Metadata-Version: 2.1
Name: omegaconf-cloud-resolvers
Version: 0.2.0
Summary: Omegaconf custom resolvers to retrieve configuration values from cloud services
Author: M Gil Valverde
Author-email: m.gilvalverde@gmail.com
Requires-Python: >=3.9,<4.0
Classifier: Programming Language :: Python :: 3
Classifier: Programming Language :: Python :: 3.9
Classifier: Programming Language :: Python :: 3.10
Classifier: Programming Language :: Python :: 3.11
Classifier: Programming Language :: Python :: 3.12
Provides-Extra: aws
Provides-Extra: az
Provides-Extra: gcp
Requires-Dist: azure-identity (>=1.18.0,<2.0.0) ; extra == "az"
Requires-Dist: azure-keyvault-secrets (>=4.8.0,<5.0.0) ; extra == "az"
Requires-Dist: boto3 (>=1.34.16,<2.0.0) ; extra == "aws"
Requires-Dist: google-cloud-secret-manager (>=2.20.2,<3.0.0) ; extra == "gcp"
Requires-Dist: jmespath (>=1.0.1,<2.0.0)
Requires-Dist: omegaconf (>=2.3.0,<3.0.0)
Description-Content-Type: text/markdown

# Omegaconf Plugin: Cloud Secrets

This package is a plugin designed to enhance OmegaConf by providing additional custom resolvers to **securely retrieve
sensitive values** that should not be hard-coded in your configuration files.

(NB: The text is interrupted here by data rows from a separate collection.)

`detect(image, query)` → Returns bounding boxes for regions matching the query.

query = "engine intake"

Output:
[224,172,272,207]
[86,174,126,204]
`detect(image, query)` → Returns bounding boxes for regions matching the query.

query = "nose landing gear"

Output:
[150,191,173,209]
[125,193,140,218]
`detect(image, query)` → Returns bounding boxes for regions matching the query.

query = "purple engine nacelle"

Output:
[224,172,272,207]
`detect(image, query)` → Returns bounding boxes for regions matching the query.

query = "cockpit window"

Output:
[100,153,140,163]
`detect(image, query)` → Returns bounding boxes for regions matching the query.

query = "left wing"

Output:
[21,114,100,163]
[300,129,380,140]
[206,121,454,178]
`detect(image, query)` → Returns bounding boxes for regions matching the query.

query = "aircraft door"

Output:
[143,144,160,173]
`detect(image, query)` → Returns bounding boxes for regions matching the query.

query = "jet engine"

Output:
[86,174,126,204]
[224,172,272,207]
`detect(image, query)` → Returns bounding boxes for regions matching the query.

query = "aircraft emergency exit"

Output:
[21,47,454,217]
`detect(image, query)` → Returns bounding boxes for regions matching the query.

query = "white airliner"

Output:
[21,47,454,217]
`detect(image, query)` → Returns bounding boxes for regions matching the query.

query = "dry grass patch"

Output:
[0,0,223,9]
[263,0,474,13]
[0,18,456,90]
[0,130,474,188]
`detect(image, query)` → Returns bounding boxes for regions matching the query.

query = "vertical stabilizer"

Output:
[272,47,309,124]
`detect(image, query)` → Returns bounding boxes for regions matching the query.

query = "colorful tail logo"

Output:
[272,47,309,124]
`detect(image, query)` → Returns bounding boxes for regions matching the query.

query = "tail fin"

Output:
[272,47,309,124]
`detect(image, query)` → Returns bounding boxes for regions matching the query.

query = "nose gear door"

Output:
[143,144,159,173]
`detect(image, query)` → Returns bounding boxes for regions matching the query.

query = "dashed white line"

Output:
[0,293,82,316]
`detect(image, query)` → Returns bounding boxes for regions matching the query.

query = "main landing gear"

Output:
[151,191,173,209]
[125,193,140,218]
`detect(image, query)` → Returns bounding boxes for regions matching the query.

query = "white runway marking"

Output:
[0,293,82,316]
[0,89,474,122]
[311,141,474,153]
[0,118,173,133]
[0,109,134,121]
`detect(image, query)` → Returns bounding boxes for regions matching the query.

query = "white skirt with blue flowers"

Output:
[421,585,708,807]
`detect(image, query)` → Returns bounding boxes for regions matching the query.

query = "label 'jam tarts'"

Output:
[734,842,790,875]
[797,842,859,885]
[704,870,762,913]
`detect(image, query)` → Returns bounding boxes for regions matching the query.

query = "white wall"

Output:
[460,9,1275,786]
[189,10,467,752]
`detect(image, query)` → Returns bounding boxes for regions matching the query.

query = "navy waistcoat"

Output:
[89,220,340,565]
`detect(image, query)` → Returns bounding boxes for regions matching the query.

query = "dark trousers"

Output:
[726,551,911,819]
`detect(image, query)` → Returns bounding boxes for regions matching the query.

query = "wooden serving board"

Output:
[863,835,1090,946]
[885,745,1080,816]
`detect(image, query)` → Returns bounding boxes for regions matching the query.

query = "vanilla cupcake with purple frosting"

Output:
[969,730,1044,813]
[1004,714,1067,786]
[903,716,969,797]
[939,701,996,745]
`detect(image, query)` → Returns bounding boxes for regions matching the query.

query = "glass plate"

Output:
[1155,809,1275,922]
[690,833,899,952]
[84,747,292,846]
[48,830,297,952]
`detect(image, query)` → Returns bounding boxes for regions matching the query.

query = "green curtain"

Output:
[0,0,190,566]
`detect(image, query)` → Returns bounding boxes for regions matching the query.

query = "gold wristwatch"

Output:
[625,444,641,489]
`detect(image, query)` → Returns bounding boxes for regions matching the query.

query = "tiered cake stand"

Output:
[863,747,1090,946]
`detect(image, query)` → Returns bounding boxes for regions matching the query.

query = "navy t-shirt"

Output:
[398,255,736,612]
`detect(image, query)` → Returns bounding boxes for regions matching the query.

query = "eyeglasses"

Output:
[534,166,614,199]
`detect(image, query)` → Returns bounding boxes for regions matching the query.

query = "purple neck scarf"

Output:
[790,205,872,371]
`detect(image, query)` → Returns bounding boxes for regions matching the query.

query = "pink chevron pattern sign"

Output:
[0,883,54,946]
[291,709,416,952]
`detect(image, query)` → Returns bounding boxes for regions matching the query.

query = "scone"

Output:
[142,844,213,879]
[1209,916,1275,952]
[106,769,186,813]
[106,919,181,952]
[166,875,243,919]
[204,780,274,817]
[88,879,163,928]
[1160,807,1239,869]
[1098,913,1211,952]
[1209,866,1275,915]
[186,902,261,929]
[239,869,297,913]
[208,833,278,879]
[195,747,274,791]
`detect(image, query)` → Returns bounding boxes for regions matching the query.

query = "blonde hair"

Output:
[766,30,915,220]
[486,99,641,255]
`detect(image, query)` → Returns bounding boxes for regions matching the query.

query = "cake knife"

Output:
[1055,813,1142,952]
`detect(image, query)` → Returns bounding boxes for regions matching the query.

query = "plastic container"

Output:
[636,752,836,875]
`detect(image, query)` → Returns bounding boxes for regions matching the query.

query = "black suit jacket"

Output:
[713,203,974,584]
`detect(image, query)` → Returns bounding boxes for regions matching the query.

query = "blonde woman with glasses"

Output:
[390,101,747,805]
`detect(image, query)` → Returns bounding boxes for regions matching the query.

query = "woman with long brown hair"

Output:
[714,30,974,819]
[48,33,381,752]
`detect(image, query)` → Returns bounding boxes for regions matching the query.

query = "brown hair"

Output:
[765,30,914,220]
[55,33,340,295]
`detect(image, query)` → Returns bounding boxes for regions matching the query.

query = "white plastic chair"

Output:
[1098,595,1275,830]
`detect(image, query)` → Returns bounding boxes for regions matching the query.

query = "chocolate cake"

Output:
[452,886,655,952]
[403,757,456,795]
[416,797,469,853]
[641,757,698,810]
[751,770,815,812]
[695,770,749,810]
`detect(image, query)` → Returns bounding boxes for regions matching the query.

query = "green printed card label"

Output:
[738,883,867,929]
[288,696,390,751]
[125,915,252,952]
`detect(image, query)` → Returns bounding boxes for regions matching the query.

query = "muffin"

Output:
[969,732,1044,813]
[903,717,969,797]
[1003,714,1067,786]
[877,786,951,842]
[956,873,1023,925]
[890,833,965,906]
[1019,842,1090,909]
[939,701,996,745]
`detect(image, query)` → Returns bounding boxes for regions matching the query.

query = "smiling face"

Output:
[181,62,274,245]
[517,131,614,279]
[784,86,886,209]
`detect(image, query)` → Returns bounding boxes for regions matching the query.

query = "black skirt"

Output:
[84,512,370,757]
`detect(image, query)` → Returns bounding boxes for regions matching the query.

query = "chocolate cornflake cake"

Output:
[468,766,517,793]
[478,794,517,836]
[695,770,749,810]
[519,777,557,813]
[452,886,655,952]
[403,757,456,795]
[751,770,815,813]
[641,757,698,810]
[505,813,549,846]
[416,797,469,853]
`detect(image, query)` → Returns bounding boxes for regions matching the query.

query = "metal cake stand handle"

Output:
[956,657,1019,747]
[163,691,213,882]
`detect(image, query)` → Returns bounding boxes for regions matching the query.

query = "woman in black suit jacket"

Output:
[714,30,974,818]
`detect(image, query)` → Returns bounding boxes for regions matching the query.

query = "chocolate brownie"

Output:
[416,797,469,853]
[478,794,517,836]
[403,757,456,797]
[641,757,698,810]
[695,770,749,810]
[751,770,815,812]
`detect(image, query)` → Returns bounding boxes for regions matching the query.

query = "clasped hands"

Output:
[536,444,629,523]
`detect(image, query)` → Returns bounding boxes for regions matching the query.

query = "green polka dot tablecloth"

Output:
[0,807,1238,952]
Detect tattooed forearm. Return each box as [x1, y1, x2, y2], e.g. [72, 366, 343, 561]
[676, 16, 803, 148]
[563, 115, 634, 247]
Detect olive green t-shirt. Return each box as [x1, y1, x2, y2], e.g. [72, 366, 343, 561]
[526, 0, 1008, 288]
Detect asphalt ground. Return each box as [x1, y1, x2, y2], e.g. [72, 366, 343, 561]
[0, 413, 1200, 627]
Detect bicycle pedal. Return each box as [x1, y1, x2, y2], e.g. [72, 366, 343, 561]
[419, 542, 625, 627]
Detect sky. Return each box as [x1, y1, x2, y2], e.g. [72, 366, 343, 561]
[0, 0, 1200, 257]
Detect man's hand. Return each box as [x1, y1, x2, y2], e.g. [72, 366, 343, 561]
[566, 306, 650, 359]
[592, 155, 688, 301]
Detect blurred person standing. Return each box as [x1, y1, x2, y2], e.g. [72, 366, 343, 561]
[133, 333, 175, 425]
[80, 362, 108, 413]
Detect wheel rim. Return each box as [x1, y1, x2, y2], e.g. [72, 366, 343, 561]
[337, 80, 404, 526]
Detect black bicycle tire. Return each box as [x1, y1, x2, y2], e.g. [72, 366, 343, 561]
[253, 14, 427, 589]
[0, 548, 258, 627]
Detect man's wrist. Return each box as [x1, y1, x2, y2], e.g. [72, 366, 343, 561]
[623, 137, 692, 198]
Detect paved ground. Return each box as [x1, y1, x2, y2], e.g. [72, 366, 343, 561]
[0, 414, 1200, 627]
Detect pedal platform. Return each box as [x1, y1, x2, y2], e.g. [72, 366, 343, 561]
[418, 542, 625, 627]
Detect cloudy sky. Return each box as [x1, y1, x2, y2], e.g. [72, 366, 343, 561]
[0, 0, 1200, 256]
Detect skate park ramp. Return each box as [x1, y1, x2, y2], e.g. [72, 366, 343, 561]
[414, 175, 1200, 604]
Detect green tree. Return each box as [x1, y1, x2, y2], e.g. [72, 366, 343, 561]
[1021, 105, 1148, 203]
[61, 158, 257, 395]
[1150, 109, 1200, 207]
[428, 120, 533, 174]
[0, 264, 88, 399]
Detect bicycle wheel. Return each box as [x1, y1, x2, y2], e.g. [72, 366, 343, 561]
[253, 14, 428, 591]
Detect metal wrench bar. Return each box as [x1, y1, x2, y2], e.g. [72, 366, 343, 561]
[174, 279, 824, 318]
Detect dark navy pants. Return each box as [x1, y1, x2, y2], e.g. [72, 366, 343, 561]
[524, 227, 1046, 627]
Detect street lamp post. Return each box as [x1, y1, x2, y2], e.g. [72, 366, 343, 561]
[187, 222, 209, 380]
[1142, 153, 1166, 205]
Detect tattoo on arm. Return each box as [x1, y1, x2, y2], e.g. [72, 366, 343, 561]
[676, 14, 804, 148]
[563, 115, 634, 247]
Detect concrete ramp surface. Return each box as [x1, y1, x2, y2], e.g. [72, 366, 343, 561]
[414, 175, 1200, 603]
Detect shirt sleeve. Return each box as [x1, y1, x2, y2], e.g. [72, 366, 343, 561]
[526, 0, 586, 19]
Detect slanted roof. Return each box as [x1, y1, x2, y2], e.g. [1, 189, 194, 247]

Currently, there are resolvers for:

* AWS:
    * Secrets Manager
    * Parameter Store
* Google Cloud Platform (GCP):
    * Secret Manager
* Microsoft Azure:
    * Key Vault

## Installation

 * AWS:
```
pip install omegaconf-cloud-resolvers[aws]
```

 * GCP:
```
pip install omegaconf-cloud-resolvers[gcp]
```

 * Azure:
```
pip install omegaconf-cloud-resolvers[az]
```

## Quickstart

The following is an introductory example using a secret stored in AWS Secrets Manager.

First create a secret in the AWS Secrets Manager. You can use the CLI:

```bash
aws secretsmanager create-secret --name secret_jwt --secret-string 'thiscouldbe.a.jwt'
```

```python
from omegaconf import OmegaConf
from omegaconf_cloud_resolvers import register_custom_resolvers
from omegaconf_cloud_resolvers.resolvers.aws import AWSSecretsManagerResolver

# Option A. Define an env var: `AWS_DEFAULT_PROFILE=<your-aws-profile>`
# If you do, there is no need to pass a Session to the PluginResolver

# Option B. Alternatively you can create a boto3 session and pass it to the `AWSSecretsManagerResolver`
# Check `.aws/config` to see what are your profiles.
#   from boto3 import Session
#   session = Session(profile_name="<your-aws-profile>")

# Define the custom resolver. The dict key is the name that you will use  in your config
resolvers = {
    "aws_secretsmanager": AWSSecretsManagerResolver(),
}
# Use CustomResolverInjector to declare the resolver. You cannot inject twice the same key.
register_custom_resolvers(**resolvers)

# The syntax is: <resolver-name>:<secret-name>
conf = OmegaConf.create({"secret": "${aws_secretsmanager:secret_jwt}"})
print("Your secret is:", conf["secret"])  # THAT IS AN ILLUSTRATIVE EXAMPLE, NEVER DO THIS IN PRODUCTION
```

## Roadmap

- [X] Resolver for Azure Key Vault
- [ ] Support for older secret version - AWS Secrets Manager Resolver
- [ ] Examples using AWS services - Lambda
- [ ] Examples using Google Cloud Platform services - Functions


# WARNING

This package is in a very early and experimental stage, use it under your own responsibility.

# Troubleshooting


* **[AWS]** NoCredentialsError raised while resolving interpolation: Unable to locate credentials
  You might not have configured a default profile or provided with a session to a AWS Resolver.